1- Gender: during the experimental studies that were performed using ANFIS algorithm on our dataset, we found “gender” attribute to be very important for enhancing the accuracy of the classifier. The gender of the graduate in Jordan play important role in employability issue.

2- GPA: this attribute is very important affecting the graduate’s employment. The “GPA” attribute came out in the third place of the most affecting attributes on accuracy of the classifier during experiments. Student that achieved high GPA has good chance to get job.

3- English skills: our experiments indicated that the English language skills is a significant factor that helps the CS and IT graduates to get job in their fields. The English skills attribute achieved a significant effect on the accuracy of the constructed classifier. When adding this attribute to the selected attributes list, the accuracy is enhanced with a ratio of 9%, which indicates a very important influencing factor.

4- Programming skills: this attribute is considered as the most important factor that affect CS, IT student’s employability future. In this thesis this attribute has proved its superiority over the other attributes in terms of accuracy of the classifier when it takes in consideration to build the classifier. The accuracy achieving the highest enhanced ratio of 10%, therefore, the programming skills must be taken into consideration by the students and universities as well. The graduate must have a high level of programming skills to get a job.

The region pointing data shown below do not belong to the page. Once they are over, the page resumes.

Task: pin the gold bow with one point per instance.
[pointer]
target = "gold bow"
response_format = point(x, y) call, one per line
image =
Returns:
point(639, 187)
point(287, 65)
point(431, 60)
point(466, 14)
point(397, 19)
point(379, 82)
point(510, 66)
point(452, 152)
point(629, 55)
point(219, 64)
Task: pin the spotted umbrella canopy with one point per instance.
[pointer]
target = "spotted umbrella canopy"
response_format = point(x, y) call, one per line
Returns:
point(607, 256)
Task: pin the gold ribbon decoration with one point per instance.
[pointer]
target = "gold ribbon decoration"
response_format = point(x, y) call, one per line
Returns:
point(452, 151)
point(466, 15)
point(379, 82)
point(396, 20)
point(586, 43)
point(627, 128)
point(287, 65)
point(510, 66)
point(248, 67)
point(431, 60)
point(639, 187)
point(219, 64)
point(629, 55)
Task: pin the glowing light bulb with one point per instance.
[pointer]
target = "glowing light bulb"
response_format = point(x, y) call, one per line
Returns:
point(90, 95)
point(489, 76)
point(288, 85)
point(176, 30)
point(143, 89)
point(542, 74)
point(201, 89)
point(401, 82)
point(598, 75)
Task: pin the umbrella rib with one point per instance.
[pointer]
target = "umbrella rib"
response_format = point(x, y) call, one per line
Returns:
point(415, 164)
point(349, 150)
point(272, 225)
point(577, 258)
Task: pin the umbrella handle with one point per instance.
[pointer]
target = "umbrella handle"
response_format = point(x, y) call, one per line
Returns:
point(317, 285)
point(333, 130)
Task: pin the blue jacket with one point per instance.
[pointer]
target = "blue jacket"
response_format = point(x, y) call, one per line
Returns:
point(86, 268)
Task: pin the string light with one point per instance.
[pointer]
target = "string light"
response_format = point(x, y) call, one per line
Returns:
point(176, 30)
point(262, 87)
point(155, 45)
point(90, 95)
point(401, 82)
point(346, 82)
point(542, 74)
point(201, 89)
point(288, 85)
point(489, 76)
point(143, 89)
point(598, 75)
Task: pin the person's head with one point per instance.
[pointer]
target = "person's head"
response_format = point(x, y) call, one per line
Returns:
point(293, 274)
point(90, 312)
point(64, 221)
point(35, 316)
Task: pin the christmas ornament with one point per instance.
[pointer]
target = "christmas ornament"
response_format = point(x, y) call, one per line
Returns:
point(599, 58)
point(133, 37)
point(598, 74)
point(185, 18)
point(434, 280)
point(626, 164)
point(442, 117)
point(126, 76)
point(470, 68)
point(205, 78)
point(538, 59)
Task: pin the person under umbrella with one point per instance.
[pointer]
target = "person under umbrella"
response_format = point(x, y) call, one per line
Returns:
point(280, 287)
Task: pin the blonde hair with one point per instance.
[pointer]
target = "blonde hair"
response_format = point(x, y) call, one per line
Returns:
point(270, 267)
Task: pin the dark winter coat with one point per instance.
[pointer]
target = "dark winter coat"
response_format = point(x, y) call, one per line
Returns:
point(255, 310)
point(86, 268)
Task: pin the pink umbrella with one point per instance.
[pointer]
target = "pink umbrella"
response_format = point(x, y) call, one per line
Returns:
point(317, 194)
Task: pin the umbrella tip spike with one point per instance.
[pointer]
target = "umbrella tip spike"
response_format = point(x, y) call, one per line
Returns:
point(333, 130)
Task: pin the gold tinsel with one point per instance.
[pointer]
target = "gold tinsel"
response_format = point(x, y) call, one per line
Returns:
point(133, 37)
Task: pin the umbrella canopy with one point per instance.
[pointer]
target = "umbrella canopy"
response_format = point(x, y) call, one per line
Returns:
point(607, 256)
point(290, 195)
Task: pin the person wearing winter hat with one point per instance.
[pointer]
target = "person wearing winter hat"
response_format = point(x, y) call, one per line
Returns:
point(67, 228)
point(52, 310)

- All in all, in this thesis the ANFIS algorithm is implemented on the training dataset that was collected from the tracer studies conducted in three Jordanian universities. The training dataset is used for training

and testing purposes. The testing process carried out based on 10-fold cross validation, where the dataset divided into 10 portions, one of them used for testing and the rest are used for training. This process is performed ten times with different portion each time. The final classifier that is built from ANFIS consist of 7 attributes as antecedents and one as consequent which is the employability status. the results indicated Gender, GPA, Programming skills and English skills are the most important factors affecting the CS and IT student’s employability future, thus the universities should be interested in providing their students with the required skills to get a job. When we compared our results with the experts’ opinions about the most important factors that affect the CS and IT student’s employability we noted compatibility between the experts’ opinions and our results. According to the results, a list of recommendations is provided to the ministry of high education as followed:

- The admission process should follow a certain standard in accepting allocated percentage from both males and females in the majors of CS and IT.

- English language skills should be taken into considerations in accepting newly registered students in both of CS and IT majors.

- Decision makers and curriculum developers should enhance the courses given to CS and IT students with more programming and soft skills.